Simona Giordano, an expert in gender identity and Reader in Bioethics at The University of Manchester Law School, who did not work on the study, told Newsweek: "A number of studies conducted in the last few decades suggest that gender identity and gendered behaviour might be, at least to an extent, influenced by prenatal hormone exposure. It is likely that a number of genes are involved in sex differentiation and development during prenatal life."
Giordano said such studies may help transgender people with gender dysphoria seek treatment, bolstering arguments that being transgender is not a lifestyle choice and "therefore people are entitled to help and support and social acceptance."
"But we should not need medical diagnosis to seek acceptance and provide help," she argued. "We provide medical help to women in labour because they suffer and there are means to alleviate their suffering—there is no need to suggest that suffering is pathological or being pregnant is pathology.
"Accepting people's differences at the condition that some biological factor is found as a 'cause' of that difference is a distorted idea of acceptance," Giordano said.
On the other hand, Giordano argued that finding a biological basis risks leading some to argue that interventions should be developed to change these genetic variations, rather than people's bodies so they align with their gender identity.

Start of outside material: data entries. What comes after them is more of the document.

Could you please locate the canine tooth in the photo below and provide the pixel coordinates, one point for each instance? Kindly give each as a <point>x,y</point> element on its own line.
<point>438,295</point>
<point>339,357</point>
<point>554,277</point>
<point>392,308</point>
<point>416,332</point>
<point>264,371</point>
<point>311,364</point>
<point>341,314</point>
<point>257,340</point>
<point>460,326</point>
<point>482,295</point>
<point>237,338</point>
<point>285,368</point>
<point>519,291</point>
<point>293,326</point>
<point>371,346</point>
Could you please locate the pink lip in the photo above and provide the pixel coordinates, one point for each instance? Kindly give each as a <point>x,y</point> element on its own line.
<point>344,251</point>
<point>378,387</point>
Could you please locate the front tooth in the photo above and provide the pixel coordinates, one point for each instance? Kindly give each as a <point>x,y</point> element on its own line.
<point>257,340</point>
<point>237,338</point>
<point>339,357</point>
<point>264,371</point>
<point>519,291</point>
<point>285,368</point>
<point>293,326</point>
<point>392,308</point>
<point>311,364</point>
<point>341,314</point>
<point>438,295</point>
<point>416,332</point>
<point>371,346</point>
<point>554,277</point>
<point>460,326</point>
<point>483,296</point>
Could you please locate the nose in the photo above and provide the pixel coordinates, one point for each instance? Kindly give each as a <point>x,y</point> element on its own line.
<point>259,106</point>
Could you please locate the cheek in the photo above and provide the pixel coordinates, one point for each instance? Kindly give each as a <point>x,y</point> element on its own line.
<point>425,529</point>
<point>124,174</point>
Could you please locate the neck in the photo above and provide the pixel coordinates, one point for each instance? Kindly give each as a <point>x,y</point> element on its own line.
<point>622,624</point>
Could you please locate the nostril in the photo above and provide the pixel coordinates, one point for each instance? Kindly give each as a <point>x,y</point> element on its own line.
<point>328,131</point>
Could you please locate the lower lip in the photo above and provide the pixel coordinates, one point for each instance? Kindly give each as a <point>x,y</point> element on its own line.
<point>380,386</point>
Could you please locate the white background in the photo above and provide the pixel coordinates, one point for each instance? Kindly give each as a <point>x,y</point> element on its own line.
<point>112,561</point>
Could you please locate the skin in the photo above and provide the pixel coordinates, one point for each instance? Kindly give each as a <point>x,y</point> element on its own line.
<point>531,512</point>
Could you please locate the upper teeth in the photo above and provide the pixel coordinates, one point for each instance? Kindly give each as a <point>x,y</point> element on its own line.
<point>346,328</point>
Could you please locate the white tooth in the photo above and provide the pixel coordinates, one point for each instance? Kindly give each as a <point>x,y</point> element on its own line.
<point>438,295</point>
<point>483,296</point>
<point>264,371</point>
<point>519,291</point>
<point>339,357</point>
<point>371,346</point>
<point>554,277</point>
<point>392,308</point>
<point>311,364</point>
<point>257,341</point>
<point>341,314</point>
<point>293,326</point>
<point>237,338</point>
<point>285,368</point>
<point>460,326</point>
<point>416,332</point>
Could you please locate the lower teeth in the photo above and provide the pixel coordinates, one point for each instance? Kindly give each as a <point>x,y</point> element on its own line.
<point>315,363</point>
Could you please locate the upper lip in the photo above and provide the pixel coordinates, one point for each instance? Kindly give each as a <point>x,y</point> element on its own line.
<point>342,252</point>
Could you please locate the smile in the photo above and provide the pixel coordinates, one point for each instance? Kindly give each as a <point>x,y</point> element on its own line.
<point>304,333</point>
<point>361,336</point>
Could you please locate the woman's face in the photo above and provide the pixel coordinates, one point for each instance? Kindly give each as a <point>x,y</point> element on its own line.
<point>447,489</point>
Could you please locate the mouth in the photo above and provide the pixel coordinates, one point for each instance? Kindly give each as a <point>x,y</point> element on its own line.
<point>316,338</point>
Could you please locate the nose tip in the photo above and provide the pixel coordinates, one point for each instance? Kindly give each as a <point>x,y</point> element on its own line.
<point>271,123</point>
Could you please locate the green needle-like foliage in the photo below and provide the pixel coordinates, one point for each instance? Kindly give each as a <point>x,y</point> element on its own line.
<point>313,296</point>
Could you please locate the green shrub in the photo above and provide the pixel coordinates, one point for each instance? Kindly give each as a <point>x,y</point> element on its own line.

"We are now speculating, but given that genome editing is now possible, one could argue that, once the gene variants responsible for gender dysphoria are found, one could 'repair' the faulty gene with a 'healthy' one, to prevent or cure gender dysphoria," she said.
"However, in this way, one would not really treat gender dysphoria but eliminate transgender people," said Giordano. "This way of resolving problems is like addressing racism by eliminating people of colour" which would be "outright wrong."
Giordano concluded: "There is value in research that tries to understand gender identification and sex differentiation. However, grouping people in discrete categories is problematic: the categories of trans and cisgender, male and female, lack precise contours.
"Research in this area, if performed, should be directed to enhance the understanding of gender identification in us all, not just in only some of us. Singling out transgender people as subjects of research risks, even if inadvertently, to increase stigma and social perception of gender minorities as deviant and thus social discrimination."